Apesar da resistência do governo e dos conservadores, a deliberação deve ocorrer ainda neste ano.
Para o fundador da Associação Brasileira para Cannabis (ABRACannabis), Pedro Zarur, os impactos ultrapassam as barreiras da saúde pública e do uso medicinal e adentram a segurança pública:
“Não apoiamos. Ele é focado exclusivamente para atender a grande indústria farmacêutica. Vender óleo de cannabis, hoje em dia, é uma coisa muito lucrativa. O mais baratinho é R$ 300, R$ 400”, diz Zarur. “Talvez seja este o grande problema do PL 399: não atende à grande população de baixa renda. É um projeto de lei para os ricos.”
Na esfera judicial, o Supremo Tribunal Federal (STF) travou o julgamento sobre a criminalização do porte de drogas para consumo próprio. O ministro Teori Zavascki pediu vista no julgamento em setembro de 2015 e seu substituto, o ministro Alexandre de Moraes, herdou o processo e devolveu o caso ao plenário três anos depois.

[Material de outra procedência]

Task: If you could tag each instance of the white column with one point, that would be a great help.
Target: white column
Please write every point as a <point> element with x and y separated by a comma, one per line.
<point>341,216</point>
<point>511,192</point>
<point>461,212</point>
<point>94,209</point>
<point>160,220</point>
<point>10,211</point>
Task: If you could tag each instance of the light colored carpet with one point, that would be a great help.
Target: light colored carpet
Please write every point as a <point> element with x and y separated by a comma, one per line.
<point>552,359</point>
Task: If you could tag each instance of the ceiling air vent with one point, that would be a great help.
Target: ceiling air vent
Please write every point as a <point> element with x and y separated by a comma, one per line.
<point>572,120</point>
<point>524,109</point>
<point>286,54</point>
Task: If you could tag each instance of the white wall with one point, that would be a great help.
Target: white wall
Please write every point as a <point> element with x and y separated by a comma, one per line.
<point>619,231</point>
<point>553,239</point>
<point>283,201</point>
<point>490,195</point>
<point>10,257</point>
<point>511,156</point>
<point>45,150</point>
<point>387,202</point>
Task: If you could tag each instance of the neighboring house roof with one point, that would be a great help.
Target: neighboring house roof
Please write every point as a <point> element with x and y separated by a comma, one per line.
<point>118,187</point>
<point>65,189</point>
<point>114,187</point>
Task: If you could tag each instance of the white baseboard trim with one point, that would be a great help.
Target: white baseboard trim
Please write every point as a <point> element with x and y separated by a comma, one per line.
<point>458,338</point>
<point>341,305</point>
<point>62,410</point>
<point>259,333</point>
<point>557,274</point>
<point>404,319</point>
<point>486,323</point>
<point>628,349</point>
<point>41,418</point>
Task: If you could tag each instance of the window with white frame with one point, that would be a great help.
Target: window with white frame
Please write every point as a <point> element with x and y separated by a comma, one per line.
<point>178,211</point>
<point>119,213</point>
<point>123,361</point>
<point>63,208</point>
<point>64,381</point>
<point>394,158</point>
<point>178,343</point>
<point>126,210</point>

O então presidente da Corte, Dias Toffoli, marcou o julgamento por duas vezes em 2019, mas o tirou de pauta.
Até o momento, o relator Gilmar Mendes defendeu a descriminalização do porte para uso de todo tipo de droga e Edson Fachin e Luís Roberto Barroso votaram pela descriminalização apenas do porte de maconha. Não há previsão para que entre em votação novamente.
O Superior Tribunal de Justiça (STJ), por sua vez, decidiu em setembro que a posse de equipamentos de cultivo de maconha para uso pessoal não é crime. Dessa maneira, o caso não pode ser enquadrado no Artigo 34 da Lei de Drogas, que define pena de três a dez anos de prisão, além de multa.
Nessa perspectiva, o advogado da Rede Reforma avalia que as resoluções da Anvisa geram impactos na saúde pública por não democratizarem o acesso por meio do cultivo doméstico. Dessa forma, a insegurança jurídica seria um entrave:
“Não há norma para balizar, apenas a omissão sobre o uso medicinal, então depende da sensibilidade das autoridades. Para provar o uso medicinal, é necessário acompanhamento médico. Não existe causa ganha, é sempre busca do reconhecimento do direito”, pontua Figueiredo, que integra coletivo de advogados com experiência em casos da Lei de Drogas.